With the warmer weather farmers in the southwest and west central areas have made some good progress, while producers in other areas are 
still waiting for fields to dry up.

Extension Specialist Matt Struthers says provincially 14 per cent of the crop is now in, which is still behind the five year average of 23 per cent.

"The southwest has 34 per cent of their crop seeded, followed by 20 per cent in the west-central, seven per cent in the southeast, five per cent in the northwest, three per cent in the east-central and one per cent in the northeast. "
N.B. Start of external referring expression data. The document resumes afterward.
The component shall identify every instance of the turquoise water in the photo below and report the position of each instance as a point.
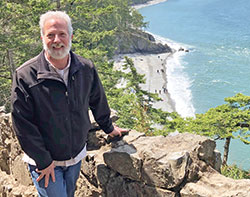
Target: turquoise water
(217, 35)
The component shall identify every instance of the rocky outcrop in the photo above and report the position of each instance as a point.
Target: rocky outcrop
(139, 42)
(133, 165)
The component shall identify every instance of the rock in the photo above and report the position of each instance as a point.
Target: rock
(140, 42)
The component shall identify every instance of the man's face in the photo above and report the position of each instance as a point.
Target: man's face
(56, 38)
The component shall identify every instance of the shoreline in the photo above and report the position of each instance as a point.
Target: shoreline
(153, 2)
(154, 67)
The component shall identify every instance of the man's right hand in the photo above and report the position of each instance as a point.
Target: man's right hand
(47, 172)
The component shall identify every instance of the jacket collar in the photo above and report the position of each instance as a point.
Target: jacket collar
(44, 72)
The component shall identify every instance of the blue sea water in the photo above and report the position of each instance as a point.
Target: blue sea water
(217, 35)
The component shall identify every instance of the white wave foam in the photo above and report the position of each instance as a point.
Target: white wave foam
(178, 82)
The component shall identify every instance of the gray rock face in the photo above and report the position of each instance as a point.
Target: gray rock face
(139, 42)
(182, 165)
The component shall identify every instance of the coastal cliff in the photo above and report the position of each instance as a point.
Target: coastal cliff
(136, 41)
(180, 165)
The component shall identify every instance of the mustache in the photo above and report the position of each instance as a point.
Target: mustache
(57, 45)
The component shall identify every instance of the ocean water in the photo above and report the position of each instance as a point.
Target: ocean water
(217, 35)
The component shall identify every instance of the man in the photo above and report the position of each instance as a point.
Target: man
(51, 95)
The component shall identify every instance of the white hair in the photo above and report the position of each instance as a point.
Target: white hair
(55, 14)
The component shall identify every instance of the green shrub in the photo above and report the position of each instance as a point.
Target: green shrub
(234, 172)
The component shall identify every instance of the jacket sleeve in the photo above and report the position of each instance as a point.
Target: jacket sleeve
(24, 124)
(99, 104)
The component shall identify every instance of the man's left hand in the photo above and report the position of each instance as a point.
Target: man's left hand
(118, 131)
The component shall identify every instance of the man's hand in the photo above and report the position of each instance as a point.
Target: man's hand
(47, 172)
(118, 131)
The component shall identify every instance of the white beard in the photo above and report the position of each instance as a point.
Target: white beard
(57, 54)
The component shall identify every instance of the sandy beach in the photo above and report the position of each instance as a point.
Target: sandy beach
(153, 66)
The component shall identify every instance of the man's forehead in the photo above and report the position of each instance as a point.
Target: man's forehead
(55, 23)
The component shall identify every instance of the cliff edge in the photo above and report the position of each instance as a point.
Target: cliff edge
(181, 165)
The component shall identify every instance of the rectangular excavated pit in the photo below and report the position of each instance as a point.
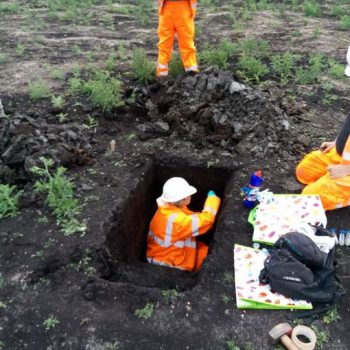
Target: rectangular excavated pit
(126, 231)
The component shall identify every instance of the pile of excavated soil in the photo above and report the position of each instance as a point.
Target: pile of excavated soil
(211, 108)
(23, 140)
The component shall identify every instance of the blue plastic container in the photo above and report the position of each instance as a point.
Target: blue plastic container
(252, 191)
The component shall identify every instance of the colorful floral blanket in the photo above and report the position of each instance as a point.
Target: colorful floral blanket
(250, 293)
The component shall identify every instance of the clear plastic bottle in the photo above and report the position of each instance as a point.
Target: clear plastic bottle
(334, 231)
(342, 234)
(252, 191)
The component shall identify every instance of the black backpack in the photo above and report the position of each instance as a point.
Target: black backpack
(312, 278)
(290, 277)
(303, 248)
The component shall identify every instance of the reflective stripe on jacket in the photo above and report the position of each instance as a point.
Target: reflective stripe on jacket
(192, 2)
(172, 234)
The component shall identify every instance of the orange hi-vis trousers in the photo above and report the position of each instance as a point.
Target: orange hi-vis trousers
(176, 17)
(312, 171)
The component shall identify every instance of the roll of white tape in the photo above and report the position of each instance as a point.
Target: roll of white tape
(305, 332)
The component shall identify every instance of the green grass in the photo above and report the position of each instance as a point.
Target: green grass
(339, 11)
(104, 91)
(60, 195)
(38, 90)
(251, 68)
(9, 8)
(344, 23)
(142, 69)
(9, 196)
(218, 56)
(3, 58)
(57, 102)
(313, 72)
(311, 8)
(335, 70)
(145, 312)
(283, 66)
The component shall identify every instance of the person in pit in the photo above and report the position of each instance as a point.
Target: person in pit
(173, 229)
(326, 172)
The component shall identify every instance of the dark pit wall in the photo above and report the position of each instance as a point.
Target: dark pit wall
(126, 231)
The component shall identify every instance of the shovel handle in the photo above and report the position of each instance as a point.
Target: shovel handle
(288, 344)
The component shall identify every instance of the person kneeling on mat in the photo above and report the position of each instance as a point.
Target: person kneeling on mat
(326, 172)
(173, 229)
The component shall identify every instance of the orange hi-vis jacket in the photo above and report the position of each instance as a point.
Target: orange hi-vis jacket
(313, 171)
(172, 235)
(192, 2)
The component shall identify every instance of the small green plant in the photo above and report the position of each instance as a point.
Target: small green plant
(314, 71)
(316, 33)
(335, 70)
(3, 58)
(91, 122)
(218, 56)
(9, 200)
(311, 8)
(39, 90)
(62, 117)
(104, 91)
(249, 346)
(321, 335)
(226, 298)
(339, 11)
(76, 50)
(75, 86)
(283, 66)
(344, 23)
(56, 73)
(111, 61)
(254, 48)
(50, 323)
(60, 195)
(57, 101)
(20, 49)
(142, 69)
(231, 345)
(170, 295)
(331, 315)
(145, 312)
(9, 8)
(251, 68)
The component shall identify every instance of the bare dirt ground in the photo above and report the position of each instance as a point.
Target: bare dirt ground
(94, 290)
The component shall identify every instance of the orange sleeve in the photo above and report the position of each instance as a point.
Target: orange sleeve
(346, 153)
(197, 223)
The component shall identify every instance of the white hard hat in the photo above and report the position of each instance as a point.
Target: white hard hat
(175, 189)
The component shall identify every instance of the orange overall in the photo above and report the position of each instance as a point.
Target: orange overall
(312, 171)
(176, 17)
(172, 235)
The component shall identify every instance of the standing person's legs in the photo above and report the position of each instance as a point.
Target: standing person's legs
(314, 165)
(185, 29)
(166, 32)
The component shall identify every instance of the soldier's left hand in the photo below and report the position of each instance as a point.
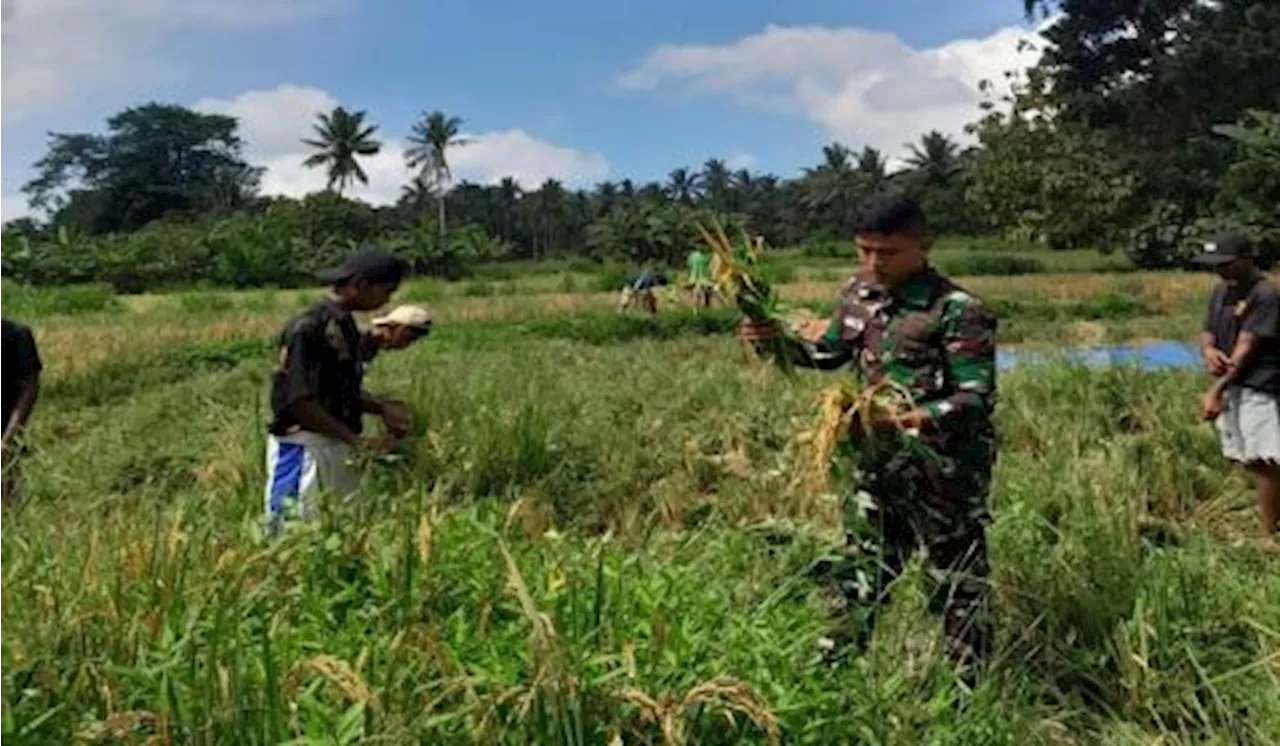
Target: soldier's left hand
(398, 419)
(1211, 406)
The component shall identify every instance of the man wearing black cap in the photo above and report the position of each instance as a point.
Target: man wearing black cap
(316, 397)
(1240, 346)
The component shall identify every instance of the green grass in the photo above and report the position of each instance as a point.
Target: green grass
(595, 515)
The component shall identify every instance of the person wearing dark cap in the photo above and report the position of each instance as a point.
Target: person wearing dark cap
(19, 388)
(318, 399)
(1240, 347)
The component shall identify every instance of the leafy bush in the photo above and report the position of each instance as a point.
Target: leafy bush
(991, 264)
(18, 301)
(1160, 239)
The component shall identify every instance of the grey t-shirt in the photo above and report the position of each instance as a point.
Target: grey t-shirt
(1249, 306)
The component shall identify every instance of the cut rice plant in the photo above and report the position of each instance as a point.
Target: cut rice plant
(736, 274)
(849, 413)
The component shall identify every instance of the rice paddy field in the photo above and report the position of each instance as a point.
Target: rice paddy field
(595, 536)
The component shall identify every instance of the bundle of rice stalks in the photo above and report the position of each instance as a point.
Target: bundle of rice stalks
(846, 412)
(736, 274)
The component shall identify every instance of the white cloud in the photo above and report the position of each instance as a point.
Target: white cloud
(53, 49)
(862, 87)
(274, 123)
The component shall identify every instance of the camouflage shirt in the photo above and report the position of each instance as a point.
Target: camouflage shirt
(932, 338)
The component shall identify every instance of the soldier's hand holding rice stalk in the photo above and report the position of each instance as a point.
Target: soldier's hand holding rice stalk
(863, 416)
(735, 273)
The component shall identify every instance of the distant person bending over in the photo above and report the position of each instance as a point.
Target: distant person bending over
(700, 278)
(1240, 346)
(639, 289)
(927, 479)
(318, 401)
(19, 388)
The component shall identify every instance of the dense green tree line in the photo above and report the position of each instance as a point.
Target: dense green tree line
(1144, 124)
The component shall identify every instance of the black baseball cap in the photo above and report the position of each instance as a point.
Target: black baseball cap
(1225, 248)
(368, 264)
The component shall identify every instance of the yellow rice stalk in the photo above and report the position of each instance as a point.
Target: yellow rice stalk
(726, 695)
(343, 678)
(842, 412)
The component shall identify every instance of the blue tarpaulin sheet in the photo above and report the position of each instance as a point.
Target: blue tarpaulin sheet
(1153, 356)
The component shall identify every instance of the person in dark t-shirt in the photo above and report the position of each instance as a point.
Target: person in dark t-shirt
(19, 388)
(1240, 347)
(318, 398)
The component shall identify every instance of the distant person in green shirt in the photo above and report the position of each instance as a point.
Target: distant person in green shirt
(700, 278)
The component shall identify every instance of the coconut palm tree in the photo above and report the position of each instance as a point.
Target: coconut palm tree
(508, 198)
(831, 190)
(717, 183)
(342, 138)
(936, 158)
(430, 140)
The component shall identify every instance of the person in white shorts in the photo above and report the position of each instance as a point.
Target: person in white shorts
(1240, 346)
(318, 401)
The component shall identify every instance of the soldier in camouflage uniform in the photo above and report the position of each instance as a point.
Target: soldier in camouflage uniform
(926, 486)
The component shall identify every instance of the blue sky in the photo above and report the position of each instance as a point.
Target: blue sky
(558, 88)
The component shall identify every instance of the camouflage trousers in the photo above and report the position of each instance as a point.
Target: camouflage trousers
(937, 507)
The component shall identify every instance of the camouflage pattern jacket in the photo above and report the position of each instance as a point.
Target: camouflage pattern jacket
(936, 341)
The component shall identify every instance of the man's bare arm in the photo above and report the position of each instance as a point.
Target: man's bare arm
(1246, 344)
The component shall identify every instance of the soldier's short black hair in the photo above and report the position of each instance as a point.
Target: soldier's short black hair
(890, 215)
Cropland topsoil moisture conditions have started to improve in a number of areas with the recent precipitation.

Rainfall amounts varied across the province from 49 mm at Pelly, to 46 mm at Bienfait, 26 mm at Shaunavon, 24 at Melfort and 1.5 mm at Consul.

Struthers says the drier areas of the province will need to see decent moisture to help with crop development.

"Cropland topsoil moisture is rated as six per cent surplus, 58 per cent adequate, 26 per cent short and 10 per cent very short. Hay and pastureland moisture is rated as two per cent surplus, 56 per cent adequate, 29 per cent short and 13 per cent very short. This increase in moisture will help pastures grow rapidly."

Producers in the drier areas are being reminded to be cautious about the potential for grass fires with hot or sparking equipment.

Livestock producers in the southwest and west-central areas are monitoring pasture conditions, checking  water supply and testing water quality.

Some producers are even talking about having to haul water if things don't improve.

Meantime, in the southeast the recent moisture has helped fill dugouts and is helping with pasture growth.

With feed supplies getting tighter producers are hoping to move livestock back out to pasture soon.